Estudos descobriram uma forte ligação entre padrões irregulares de sono e uma maior probabilidade de eventos cardíacos graves. Aqueles com menos de oito horas de sono e aqueles com horários de sono muito variados enfrentaram quase o dobro do risco em comparação com aqueles com rotinas mais consistentes. Em contraste, os horários irregulares de vigília não mostraram uma associação clara com problemas cardíacos.
Os principais eventos cardiovasculares neste estudo incluíram condições que requerem cuidados médicos especializados, como infarto do miocárdio ou infarto cerebral.
“Estudos anteriores associaram padrões irregulares de sono a riscos para a saúde cardiovascular, mas esta é a primeira vez que examinamos separadamente a variabilidade na hora de dormir, na hora de acordar e no ponto médio da duração do sono – e a sua associação independente com eventos cardíacos graves”, disse Laura Nauha, investigadora de pós-doutoramento na Universidade de Oulu.

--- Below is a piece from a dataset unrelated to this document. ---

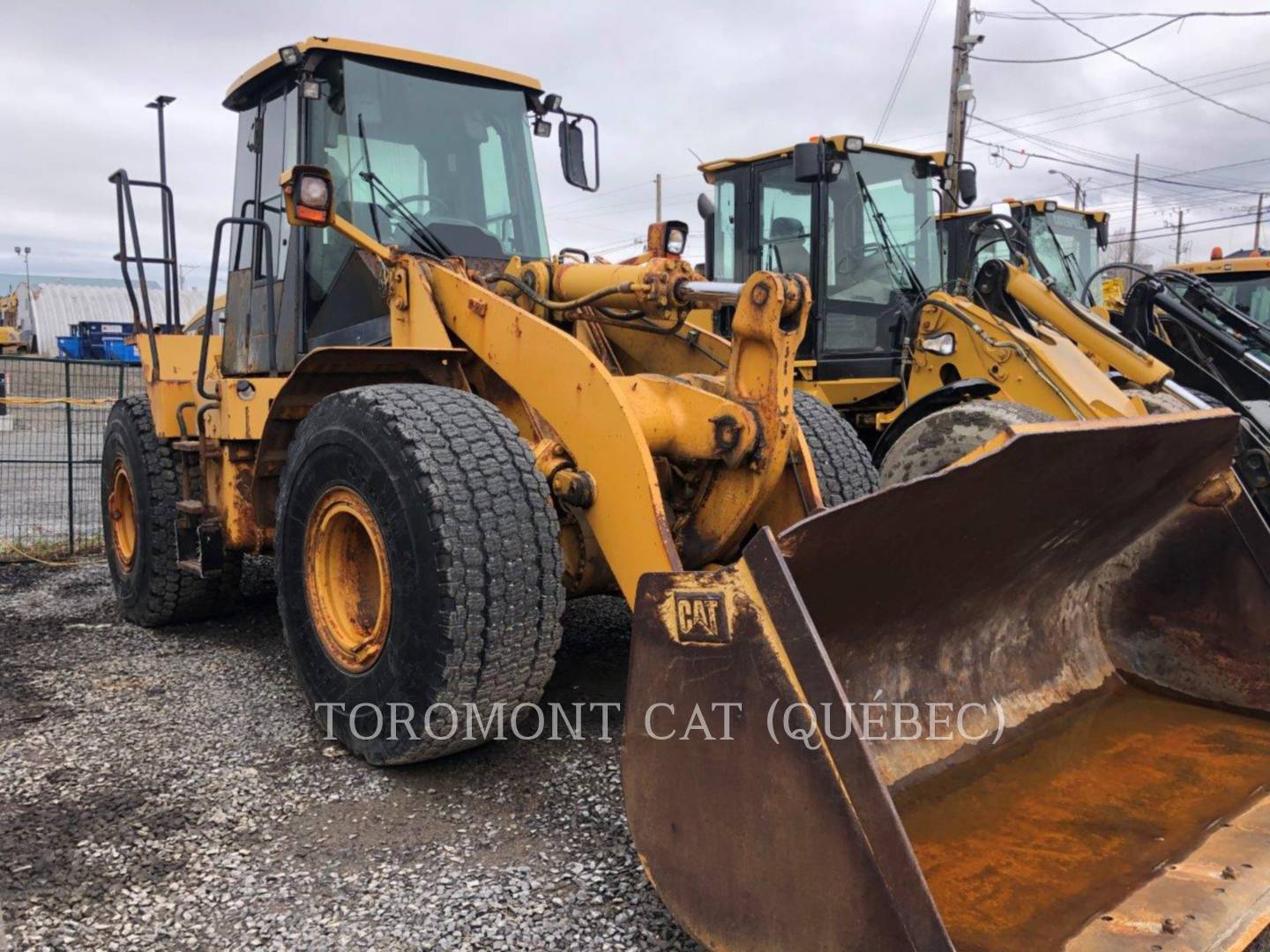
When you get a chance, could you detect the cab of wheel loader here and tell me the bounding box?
[219,38,598,375]
[699,136,944,383]
[938,198,1111,300]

Rastreando padrões de sono e saúde a longo prazo
Os pesquisadores mediram a duração e o tempo do sono usando monitores de atividade, que registraram quanto tempo os participantes permaneceram na cama. Os resultados apontam para a consistência da hora de dormir como um fator particularmente importante.
“Nossas descobertas sugerem que a regularidade durante o sono, em particular, pode ser importante para a saúde do coração. Ela reflete os ritmos da vida diária – e o quanto eles flutuam”, disse Nauha.
Estudos de longo prazo revelam efeitos duradouros
O estudo acompanhou 3.231 indivíduos nascidos em 1966 no norte da Finlândia. Seus hábitos de sono foram monitorados durante uma semana aos 46 anos, e seus resultados de saúde foram monitorados ao longo de dez anos usando dados de registros de saúde.
De acordo com Naoha, a rotina diária desempenha um grande papel na definição da saúde do coração ao longo do tempo. “Manter um horário regular de sono é um fator que pode afetar a maioria de nós”.